Kompleks karyotip: Kompleks karyotip (≥ 3 kromozomal anomali), ibrutinib bazlı tedavi alan KLL olgularında, del17p ve TP53 mutasyonundan daha güçlü bir kötü prognoz belirtecidir 40. 5000 olguluk bir seride yüksek kompleks karyotip (≥ 5) olmasının, diğerlerinden (IGHV mutasyonu, TP53 ve/veya del(17p) ve hastalık evresi) bağımsız olarak olaysız sağ kalımı kötü yönde etkilediği gösterilmiştir40.

KLL’de klinik ve genetik prognostik faktörler Tablo 4 ve Tablo 5’ de özetlenmiştir.

Tablo 6. KLL’de prognostik kriterler 11

İYİ PROGNOZ KÖTÜ PROGNOZ
Lenfosit oranı ≤ %80 lenfosit > %80
Periferik kanda prolenfosit ≤ %10 > %10
Lökosit sayısı ≤ 50000/mm3 > 50000/mm3
LDT ≥ 12 ay <12 ay
LDH*/β2**/sCD44/sCD23/Timidin kinaz Normal Artmış
Sitogenetik Normal ve izole del 13q Trisomi12, del 11q, del 17p
CD38 ≤ %30 > %30
IgVH mutasyonu Mutant Mutant değil
P 53 mutasyonu Mutant değil Mutant
Zap70*** +
Kompleks karyotip +

 

 

 

Tablo 7. KLL’de prognostik kriterler 11

Kromozom değişikliği Klinik özellikler
Del 13q14.3 İyi prognoz , düşük CD38, IgVH mutasyonu+
Trisomi 12 Orta risk grubunu oluşturur, tedaviye yanıtlıdır
Del 11q22-q23 Belirgin lenfadenomegali, sıklıkla IgVH mutasyonsuz

Kısa sağkalım (özellikle <55 yaş olgularda)

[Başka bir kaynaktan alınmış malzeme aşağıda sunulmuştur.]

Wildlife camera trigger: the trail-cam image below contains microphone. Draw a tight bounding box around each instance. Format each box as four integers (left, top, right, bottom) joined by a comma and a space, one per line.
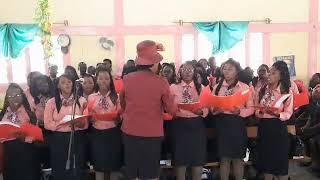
76, 78, 84, 83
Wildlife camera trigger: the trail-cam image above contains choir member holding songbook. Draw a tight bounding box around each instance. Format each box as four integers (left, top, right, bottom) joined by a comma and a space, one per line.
211, 59, 254, 180
0, 83, 40, 180
44, 74, 88, 180
170, 62, 208, 180
255, 61, 293, 180
26, 75, 55, 168
87, 68, 123, 180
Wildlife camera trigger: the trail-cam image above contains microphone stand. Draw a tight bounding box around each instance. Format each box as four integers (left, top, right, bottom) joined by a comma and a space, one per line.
66, 81, 81, 176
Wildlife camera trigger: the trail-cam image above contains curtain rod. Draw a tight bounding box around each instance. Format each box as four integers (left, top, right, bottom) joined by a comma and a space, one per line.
173, 18, 272, 26
52, 20, 69, 26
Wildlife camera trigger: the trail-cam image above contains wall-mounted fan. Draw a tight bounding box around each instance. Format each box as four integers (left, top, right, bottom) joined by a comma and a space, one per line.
57, 34, 71, 54
99, 37, 114, 51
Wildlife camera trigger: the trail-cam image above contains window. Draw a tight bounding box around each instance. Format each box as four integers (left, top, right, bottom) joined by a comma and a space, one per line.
0, 58, 8, 83
198, 33, 213, 59
198, 33, 263, 72
181, 34, 194, 63
10, 53, 27, 83
0, 36, 64, 83
249, 33, 263, 75
28, 37, 46, 74
49, 36, 64, 76
198, 33, 245, 67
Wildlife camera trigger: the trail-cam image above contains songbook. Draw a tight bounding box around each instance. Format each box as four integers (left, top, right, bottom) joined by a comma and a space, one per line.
178, 102, 202, 111
293, 92, 309, 109
113, 79, 123, 93
0, 122, 43, 141
200, 88, 253, 111
92, 111, 118, 121
59, 115, 88, 125
162, 113, 173, 121
254, 94, 291, 112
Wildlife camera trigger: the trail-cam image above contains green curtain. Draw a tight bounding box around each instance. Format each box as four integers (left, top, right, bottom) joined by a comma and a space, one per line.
193, 21, 249, 54
0, 24, 40, 59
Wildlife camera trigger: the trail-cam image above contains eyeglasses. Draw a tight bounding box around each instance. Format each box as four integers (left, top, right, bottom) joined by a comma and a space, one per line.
7, 94, 22, 99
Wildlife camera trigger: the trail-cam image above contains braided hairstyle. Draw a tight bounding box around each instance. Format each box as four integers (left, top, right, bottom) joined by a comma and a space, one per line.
0, 83, 37, 125
259, 61, 291, 102
214, 58, 242, 96
54, 74, 81, 113
178, 61, 201, 95
96, 68, 118, 105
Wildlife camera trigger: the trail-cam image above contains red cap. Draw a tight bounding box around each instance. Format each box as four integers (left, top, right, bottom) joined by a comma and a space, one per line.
135, 40, 164, 65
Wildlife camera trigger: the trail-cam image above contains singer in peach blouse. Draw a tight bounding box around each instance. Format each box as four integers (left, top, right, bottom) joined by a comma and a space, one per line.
212, 59, 254, 180
169, 62, 208, 179
0, 83, 40, 180
255, 61, 293, 180
87, 68, 122, 180
44, 74, 88, 179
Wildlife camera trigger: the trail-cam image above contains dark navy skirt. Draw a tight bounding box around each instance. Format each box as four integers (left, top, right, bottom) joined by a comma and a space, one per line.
3, 140, 41, 180
257, 118, 289, 176
216, 114, 248, 159
89, 127, 123, 172
170, 117, 207, 166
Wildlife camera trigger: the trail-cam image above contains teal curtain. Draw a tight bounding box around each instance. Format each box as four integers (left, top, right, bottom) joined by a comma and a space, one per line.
193, 21, 249, 54
0, 24, 40, 59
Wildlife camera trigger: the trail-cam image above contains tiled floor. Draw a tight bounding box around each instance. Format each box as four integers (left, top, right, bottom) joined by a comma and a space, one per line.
289, 162, 320, 180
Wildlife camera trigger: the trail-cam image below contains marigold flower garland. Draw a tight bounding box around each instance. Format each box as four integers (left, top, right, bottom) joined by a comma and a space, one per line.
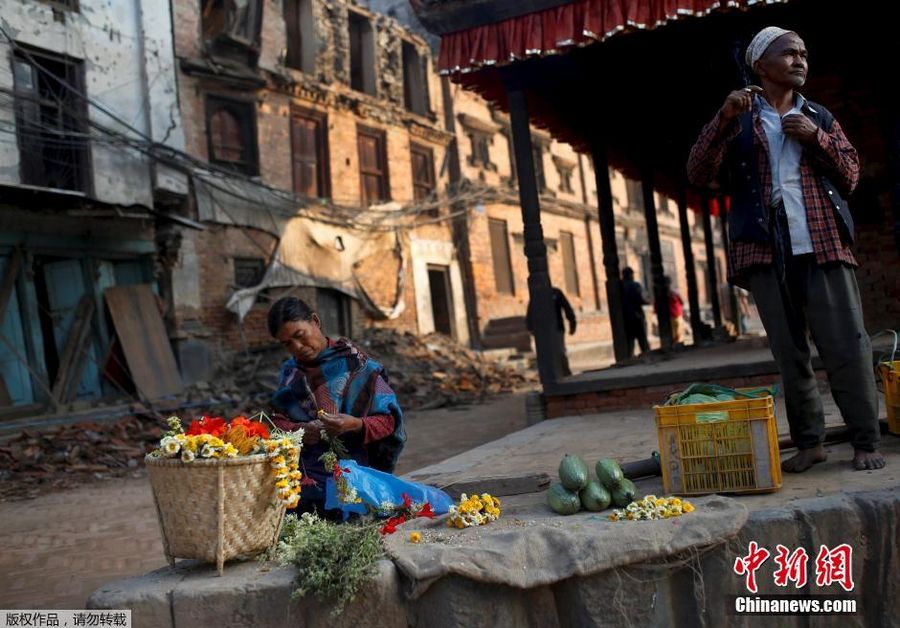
154, 413, 303, 508
609, 495, 694, 521
447, 493, 500, 529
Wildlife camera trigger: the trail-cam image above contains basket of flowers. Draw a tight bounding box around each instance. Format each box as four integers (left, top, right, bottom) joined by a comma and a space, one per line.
145, 414, 303, 575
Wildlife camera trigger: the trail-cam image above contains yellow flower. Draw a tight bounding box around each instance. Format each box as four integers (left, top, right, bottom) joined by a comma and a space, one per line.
160, 436, 181, 456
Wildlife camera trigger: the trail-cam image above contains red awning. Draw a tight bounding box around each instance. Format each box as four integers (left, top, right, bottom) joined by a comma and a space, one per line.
438, 0, 788, 215
438, 0, 786, 78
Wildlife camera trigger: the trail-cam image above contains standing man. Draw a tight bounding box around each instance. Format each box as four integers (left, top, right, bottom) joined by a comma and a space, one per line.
688, 26, 884, 473
622, 266, 650, 357
525, 286, 578, 376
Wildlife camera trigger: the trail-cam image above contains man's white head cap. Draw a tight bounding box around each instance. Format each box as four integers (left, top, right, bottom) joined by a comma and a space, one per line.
744, 26, 796, 68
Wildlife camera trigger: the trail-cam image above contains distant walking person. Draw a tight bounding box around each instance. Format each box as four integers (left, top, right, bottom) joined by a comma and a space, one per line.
622, 266, 650, 356
663, 276, 684, 345
525, 286, 577, 375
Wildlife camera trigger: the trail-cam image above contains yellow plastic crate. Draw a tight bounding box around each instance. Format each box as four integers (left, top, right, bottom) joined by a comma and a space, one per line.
654, 395, 781, 495
878, 360, 900, 435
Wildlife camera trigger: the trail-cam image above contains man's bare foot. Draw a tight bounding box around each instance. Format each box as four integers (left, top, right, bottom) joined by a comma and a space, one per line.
781, 445, 828, 473
853, 449, 884, 471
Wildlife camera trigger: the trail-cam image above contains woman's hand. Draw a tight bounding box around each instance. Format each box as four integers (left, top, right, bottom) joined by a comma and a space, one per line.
303, 419, 325, 445
320, 412, 363, 436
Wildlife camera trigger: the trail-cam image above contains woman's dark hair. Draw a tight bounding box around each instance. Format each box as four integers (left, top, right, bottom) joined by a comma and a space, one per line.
268, 297, 313, 338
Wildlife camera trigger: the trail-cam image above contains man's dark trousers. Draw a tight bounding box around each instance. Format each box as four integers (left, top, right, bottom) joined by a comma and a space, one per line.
750, 254, 879, 451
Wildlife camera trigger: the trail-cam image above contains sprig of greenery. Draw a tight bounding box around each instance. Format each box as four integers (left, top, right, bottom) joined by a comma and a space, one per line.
273, 513, 384, 617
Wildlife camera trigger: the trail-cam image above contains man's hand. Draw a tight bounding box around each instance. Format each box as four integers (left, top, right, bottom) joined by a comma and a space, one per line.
722, 85, 762, 122
321, 412, 363, 436
781, 113, 819, 144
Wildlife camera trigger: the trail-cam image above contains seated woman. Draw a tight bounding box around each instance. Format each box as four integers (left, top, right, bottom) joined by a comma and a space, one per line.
268, 297, 406, 517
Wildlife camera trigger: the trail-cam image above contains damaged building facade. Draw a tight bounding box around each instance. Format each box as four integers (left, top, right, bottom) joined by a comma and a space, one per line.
170, 0, 464, 378
168, 0, 724, 379
0, 0, 724, 412
0, 0, 187, 413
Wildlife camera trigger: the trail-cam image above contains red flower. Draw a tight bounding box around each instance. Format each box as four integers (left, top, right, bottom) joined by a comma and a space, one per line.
381, 515, 406, 534
231, 416, 269, 438
415, 502, 434, 519
187, 416, 228, 438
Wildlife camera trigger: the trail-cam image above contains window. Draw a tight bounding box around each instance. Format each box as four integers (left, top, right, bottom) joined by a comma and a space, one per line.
349, 11, 375, 96
409, 144, 435, 201
284, 0, 318, 74
200, 0, 262, 46
656, 194, 672, 214
469, 131, 497, 170
291, 109, 330, 198
206, 96, 259, 175
488, 218, 515, 294
357, 127, 390, 206
531, 139, 547, 192
42, 0, 78, 11
625, 178, 644, 210
403, 41, 430, 116
316, 288, 351, 338
553, 157, 575, 194
234, 257, 266, 288
503, 134, 519, 187
559, 231, 581, 296
13, 48, 90, 192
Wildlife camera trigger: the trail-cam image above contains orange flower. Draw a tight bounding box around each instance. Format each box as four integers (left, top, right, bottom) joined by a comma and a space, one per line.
222, 422, 259, 456
187, 416, 227, 438
231, 416, 269, 438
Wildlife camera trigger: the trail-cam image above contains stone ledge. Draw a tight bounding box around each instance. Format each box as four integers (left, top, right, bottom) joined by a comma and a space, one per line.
88, 486, 900, 628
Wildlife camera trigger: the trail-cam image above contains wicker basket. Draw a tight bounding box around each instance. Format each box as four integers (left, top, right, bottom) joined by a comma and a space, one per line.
144, 454, 285, 575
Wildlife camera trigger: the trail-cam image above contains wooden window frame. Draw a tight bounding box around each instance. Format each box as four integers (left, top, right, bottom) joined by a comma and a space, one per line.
356, 125, 391, 207
559, 231, 581, 297
291, 106, 331, 198
488, 218, 516, 296
12, 44, 93, 195
409, 142, 437, 201
205, 94, 259, 176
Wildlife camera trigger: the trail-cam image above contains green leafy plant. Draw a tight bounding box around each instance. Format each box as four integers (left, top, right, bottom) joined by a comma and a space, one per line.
272, 513, 384, 616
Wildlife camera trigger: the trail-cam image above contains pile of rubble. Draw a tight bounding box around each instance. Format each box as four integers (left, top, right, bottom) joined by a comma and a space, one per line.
0, 329, 537, 501
360, 328, 537, 410
0, 417, 163, 501
182, 328, 537, 415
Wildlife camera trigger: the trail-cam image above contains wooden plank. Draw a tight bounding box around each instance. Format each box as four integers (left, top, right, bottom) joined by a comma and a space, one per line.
0, 375, 12, 407
443, 473, 550, 499
0, 249, 22, 323
104, 284, 184, 399
53, 295, 94, 402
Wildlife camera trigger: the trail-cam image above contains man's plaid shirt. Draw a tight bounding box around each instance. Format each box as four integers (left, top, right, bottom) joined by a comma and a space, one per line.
688, 104, 859, 286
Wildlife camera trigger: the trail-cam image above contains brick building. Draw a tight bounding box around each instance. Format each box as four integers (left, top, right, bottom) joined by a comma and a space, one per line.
165, 0, 724, 380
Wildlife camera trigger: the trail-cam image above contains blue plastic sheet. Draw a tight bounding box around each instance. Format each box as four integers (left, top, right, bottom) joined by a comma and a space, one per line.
325, 460, 453, 517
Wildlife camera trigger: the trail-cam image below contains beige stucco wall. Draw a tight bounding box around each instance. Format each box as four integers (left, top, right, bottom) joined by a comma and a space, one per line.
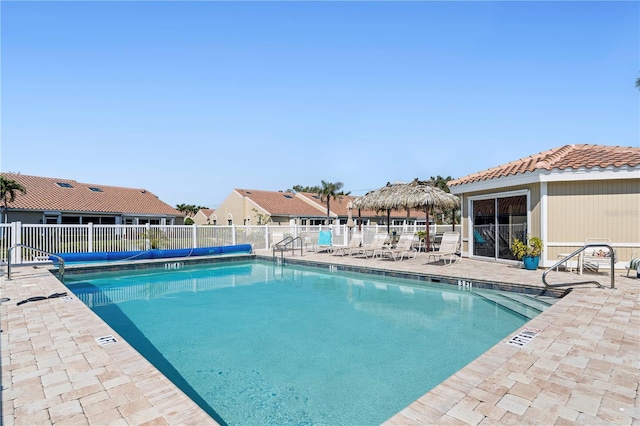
547, 179, 640, 261
215, 191, 268, 225
462, 179, 640, 266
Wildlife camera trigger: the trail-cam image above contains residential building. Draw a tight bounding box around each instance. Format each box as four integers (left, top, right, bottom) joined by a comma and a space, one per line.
2, 173, 184, 225
192, 209, 216, 225
448, 144, 640, 267
210, 189, 426, 226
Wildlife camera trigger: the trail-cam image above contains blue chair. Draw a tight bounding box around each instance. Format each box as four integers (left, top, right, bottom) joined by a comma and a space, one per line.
473, 229, 487, 244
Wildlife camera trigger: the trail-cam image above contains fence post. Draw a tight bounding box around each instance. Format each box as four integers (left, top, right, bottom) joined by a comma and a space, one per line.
9, 221, 22, 263
264, 225, 269, 249
87, 222, 93, 253
231, 223, 238, 246
144, 222, 151, 250
191, 223, 198, 248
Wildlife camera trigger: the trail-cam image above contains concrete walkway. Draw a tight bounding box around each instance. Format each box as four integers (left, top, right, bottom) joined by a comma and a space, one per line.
0, 251, 640, 425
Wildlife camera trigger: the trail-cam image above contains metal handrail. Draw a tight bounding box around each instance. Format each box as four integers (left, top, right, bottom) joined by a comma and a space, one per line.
7, 244, 64, 284
542, 243, 616, 288
271, 236, 304, 260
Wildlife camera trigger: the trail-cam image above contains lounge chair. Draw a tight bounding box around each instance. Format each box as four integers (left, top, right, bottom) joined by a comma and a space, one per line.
313, 231, 333, 253
427, 231, 460, 265
373, 233, 418, 260
333, 234, 362, 256
354, 234, 387, 257
625, 250, 640, 277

Kemoterapilere yanıtsızlık (FCR’a yanıtlı)

Del 17p13.3 veya p53 mutasyonu Kısa sağkalım,

Purin analoglarına yanıtsızlık

KLL/PL tablosu,

Richter dönüşümü

 

PROGNOSTİK SKORLAMA:

Prognostik indeksi belirlemek için GIMEMA grubu tarafından geliştirilen modelde; yaş, Beta 2 mikroglobulin, mutlak lenfosit sayısı, cinsiyet, RAİ evresi ve tutulmuş lenf nodu bölgelerinin sayısı değişkenleri kullanılarak model oluşturulmuştur. Hastalar düşük, orta ve yüksek risk grubu olarak ayrılırlar, 10 yıllık yaşam süreleri sırasıyla %80, %52 ve %26 olarak bulunmuş olup, erken evre ve tedavi almamış olgularda da survinin öngörülmesi ve tedaviye başlama zamanını belirlemede yardımcıdır32. Sonraki skorlama sistemlerine (ICSS, CLL-IPI, IPS-E) genetik mutasyonlar da dahil edilmiştir 33-36.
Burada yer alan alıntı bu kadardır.